Someday, if I’m still alive then, we’re going to talk about pre-corona and post-corona. Now it’s ‘just’ corona. Temporality.

It is a fact that the post-corona era is far from dawn. People all over the world are at the beginning or in the midst of this crisis. An end is not in sight for the time being. There are many known unknowns and perhaps even more unknown unknowns. These are terms that I apply in all these years that I am ‘earning’ my life as a project manager, specifically when it comes to risk management.

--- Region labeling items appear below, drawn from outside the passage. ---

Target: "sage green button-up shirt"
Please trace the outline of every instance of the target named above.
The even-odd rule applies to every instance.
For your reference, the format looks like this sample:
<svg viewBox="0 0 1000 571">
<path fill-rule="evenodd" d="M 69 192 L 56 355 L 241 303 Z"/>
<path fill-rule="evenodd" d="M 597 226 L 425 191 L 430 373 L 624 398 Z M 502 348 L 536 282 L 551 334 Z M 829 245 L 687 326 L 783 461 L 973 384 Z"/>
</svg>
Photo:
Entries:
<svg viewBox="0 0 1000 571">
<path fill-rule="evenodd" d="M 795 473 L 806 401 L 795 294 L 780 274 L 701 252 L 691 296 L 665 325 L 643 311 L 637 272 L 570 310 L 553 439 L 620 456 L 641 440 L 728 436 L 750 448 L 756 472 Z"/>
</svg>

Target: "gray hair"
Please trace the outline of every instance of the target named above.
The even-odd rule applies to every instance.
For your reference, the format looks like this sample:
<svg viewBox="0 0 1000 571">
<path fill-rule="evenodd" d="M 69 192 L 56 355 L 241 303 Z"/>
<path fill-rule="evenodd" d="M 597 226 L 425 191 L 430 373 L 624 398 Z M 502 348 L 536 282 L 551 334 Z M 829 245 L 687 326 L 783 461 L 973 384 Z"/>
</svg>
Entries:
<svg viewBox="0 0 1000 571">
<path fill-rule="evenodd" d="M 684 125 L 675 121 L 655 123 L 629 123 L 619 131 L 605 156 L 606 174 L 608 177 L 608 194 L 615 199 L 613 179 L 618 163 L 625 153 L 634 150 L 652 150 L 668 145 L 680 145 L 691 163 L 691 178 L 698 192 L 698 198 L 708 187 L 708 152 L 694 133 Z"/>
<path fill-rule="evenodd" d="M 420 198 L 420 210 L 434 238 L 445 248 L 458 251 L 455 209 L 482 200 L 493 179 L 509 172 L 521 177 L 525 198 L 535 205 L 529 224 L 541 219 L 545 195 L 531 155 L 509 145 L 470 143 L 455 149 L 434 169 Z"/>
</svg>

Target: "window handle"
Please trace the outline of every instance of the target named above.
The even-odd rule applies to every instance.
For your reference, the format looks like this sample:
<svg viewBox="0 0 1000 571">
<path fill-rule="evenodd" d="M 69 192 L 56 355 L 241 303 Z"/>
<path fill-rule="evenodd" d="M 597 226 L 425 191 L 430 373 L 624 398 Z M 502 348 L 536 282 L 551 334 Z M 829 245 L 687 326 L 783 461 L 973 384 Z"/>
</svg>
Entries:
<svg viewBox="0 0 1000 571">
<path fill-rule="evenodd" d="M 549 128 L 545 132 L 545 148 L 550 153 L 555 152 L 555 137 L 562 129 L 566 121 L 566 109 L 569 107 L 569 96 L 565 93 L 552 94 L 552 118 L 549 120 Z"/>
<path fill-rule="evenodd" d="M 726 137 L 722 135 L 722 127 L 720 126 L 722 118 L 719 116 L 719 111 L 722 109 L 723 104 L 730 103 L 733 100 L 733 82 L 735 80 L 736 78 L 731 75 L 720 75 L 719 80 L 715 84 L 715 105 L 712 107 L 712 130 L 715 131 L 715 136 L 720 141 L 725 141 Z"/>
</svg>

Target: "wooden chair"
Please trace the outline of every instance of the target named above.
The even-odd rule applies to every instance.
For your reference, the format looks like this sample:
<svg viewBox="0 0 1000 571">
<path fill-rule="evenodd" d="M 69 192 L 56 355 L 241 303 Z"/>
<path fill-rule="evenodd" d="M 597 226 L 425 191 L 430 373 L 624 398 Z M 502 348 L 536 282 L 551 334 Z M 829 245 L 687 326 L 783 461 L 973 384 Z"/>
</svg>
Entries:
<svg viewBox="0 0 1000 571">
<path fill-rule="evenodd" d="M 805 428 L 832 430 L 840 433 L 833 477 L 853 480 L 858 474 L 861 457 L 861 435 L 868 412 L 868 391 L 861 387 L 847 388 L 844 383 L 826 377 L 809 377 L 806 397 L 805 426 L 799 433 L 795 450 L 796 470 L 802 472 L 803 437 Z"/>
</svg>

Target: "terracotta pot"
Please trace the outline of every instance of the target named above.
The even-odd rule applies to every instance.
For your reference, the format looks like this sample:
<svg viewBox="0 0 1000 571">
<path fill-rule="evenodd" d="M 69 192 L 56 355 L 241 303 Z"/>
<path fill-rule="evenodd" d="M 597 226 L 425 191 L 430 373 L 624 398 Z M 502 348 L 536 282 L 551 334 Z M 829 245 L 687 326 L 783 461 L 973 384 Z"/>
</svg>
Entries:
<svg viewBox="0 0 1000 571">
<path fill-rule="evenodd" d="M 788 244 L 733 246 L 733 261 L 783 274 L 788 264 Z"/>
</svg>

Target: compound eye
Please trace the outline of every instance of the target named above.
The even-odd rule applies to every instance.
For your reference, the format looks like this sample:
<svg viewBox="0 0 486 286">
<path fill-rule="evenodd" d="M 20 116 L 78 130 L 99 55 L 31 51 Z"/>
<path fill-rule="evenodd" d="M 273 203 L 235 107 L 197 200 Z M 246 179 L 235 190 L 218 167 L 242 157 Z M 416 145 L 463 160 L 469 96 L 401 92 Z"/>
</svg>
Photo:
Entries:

Risk management: the foundation of strategy and policy

Risks are uncertain events that lie in the future and have consequences. Anything that is yet to come is, by definition, a possibility. Whether or not some possibility will one day become a substantial reality is contingent and hence uncertain: risks may occur … or not. It is, therefore, essential to assess and monitor all risks and to devise and implement countermeasures in advance. To be able to do this as best as possible, the identified risks are classified according to their context. Here the factor time plays a vital role because, as time goes by, progressive insights will emerge, which can change the status of an identified risk.

Known knowns

The known knowns are risks within a clear context: you know what situation you could be dealing with and what countermeasures you can already employ. Thus, there is a clearly defined strategy and a clear policy to be implemented.

A good and current example of this is the countermeasure that the University Medical Center Groningen (UMCG) took long before the coronavirus caused a pandemic. During the Ebola outbreak, their medical microbiologist Bert Niesters ensured that a “pandemic stock” of pipette tips was not only built up but also maintained – materials that are now scarce due to the increasing demand for corona testing. Moreover, UMC Groningen has made itself independent of a single large supplier of test equipment and chemicals by spreading the risk of shortages over several manufacturers. For UMC Groningen, in other words, the risk of a pandemic outbreak was a known known, with the only uncertainty being the when of the outbreak.

An example of how not to manage risks is how the Dutch government has dealt with the risk of pandemics. Despite the fact that in recent years experts have repeatedly warned that a pandemic could break out at any time, and even though this situation was classified among the highest risks in the latest safety analysis of 2019, the central government chose to disconnect the national risk analyses that predicted a pandemic from policy. “This way, it was prevented that the departments had to undertake anything with the results of those analyses.” It was thus decided to ignore this risk entirely and to neglect the implementation of any countermeasures. Such a hollow and empty risk management can never result in any adequate strategy. The chosen policy is therefore wholly neoliberal, careless, and negligent, because it only focuses on the idea of cost savings in terms of money, regardless of the costs in terms of human lives.

Known unknowns

The known unknowns are risks within a complicated context: they are situations that are still unknown. Yet, you know you need to know them because you know of their existence, but you do not have all the information.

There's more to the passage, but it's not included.